And people may not be the only ones facing stiff competition from the cyborgs. According to an animal welfare researcher at the University of Melbourne in Australia, robots might soon replace our favorite pets.
“It might sound surreal for us to have robotic or virtual pets, but it could be totally normal for the next generation,” Dr. Jean-Loup Rault said in a written statement. “It’s not a question of centuries from now. If 10 billion human beings live on the planet in 2050 as predicted, it’s likely to occur sooner than we think."
Rault's not the only scientist that thinks robotic pets are on the way. Famed astrophysicist Neil deGrasse Tyson told The Huffington Post in an email:
"Cars have replaced horses. Home security systems have replaced guard dogs. Internet kittens are cuter than your kittens. Pooper-scooper laws are unnecessary for cuddly stuffed animals on your bed. And your pet bird should have never been kept in a cage to begin with. Robot pets are inevitable. And possibly overdue."
A matter of sustainability. More than half of people in Western societies own a pet, according to Rault. As the population grows and becomes increasingly urban, he believes owning flesh-and-blood companion animals is likely to become economically unsustainable for many people.
"Efforts to develop cities designed to be green and pet-friendly are ongoing," he wrote in an opinion piece for journal Frontiers in Veterinary Science. "However, a more realistic future is that pets may become a luxury possession for people who can afford to sustain their cost and fulfill their needs in terms of space, social, and mental needs according to possibly higher ethical standards raised by future societies."

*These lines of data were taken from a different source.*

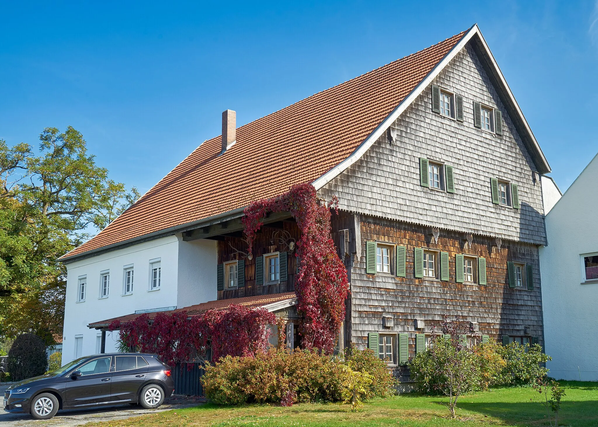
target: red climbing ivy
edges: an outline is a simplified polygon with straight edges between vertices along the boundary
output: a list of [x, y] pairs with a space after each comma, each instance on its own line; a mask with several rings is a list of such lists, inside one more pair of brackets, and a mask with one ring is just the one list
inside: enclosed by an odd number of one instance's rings
[[301, 346], [325, 353], [333, 350], [349, 292], [347, 270], [331, 236], [331, 208], [337, 206], [335, 197], [327, 203], [318, 199], [313, 185], [297, 184], [280, 196], [252, 203], [242, 218], [250, 252], [269, 212], [289, 212], [295, 218], [301, 232], [296, 254], [300, 269], [295, 281], [297, 309], [303, 316]]
[[248, 356], [265, 351], [276, 323], [272, 313], [263, 308], [249, 309], [231, 304], [225, 310], [210, 310], [190, 317], [187, 312], [158, 313], [153, 321], [148, 314], [128, 322], [115, 321], [108, 327], [119, 330], [123, 344], [133, 351], [159, 355], [173, 365], [222, 356]]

But could a robotic Rover give its owners the same benefits as a real one? Studies have linked dog ownership with lower blood pressure, reduced anxiety, and higher self-esteem. And scientists at the University of Arizona are investigating whether doggy germs give our immune systems a boost.
Maybe more to the point, could we love a pet that runs not on kibbles but electrical power? Would we accept affection from such a being?
Transformative technology. A 2008 study showed that Sony's robo-dog AIBO helped nursing home residents in the U.S. feel less isolated. And funerals held for "dead" robotic dogs last March in Japan suggest that their owners really can develop a strong attachment to the devices.
"For those who keep AIBOs, they are nothing like home appliances," Hiroshi Funabashi, a supervisor at a Japanese company that repairs the robo-dogs, told AFP. "It's obvious they think their (robotic pet) is a family member."
Rault argues that robo-pet technology will soon be sophisticated enough to cover our emotional needs.
“When engineers work on robotic dogs, they work on social intelligence, they address what people need from their dogs: companionship, love, obedience, dependence,” he said in the statement.
But not everyone agrees our society will snuggle up to robodogs. Jason Silva, host of the National Geographic Channel's "Brain Games," sees a different future for humans and their pets.
"Not sure if robot dogs will 'replace' our pets, but I wouldn't be surprised if we continue to engineer our best friends," he told The Huffington Post in an email. "Remember that dogs were our first biotechnology project. We bred them into existence in their current form. We engineered them."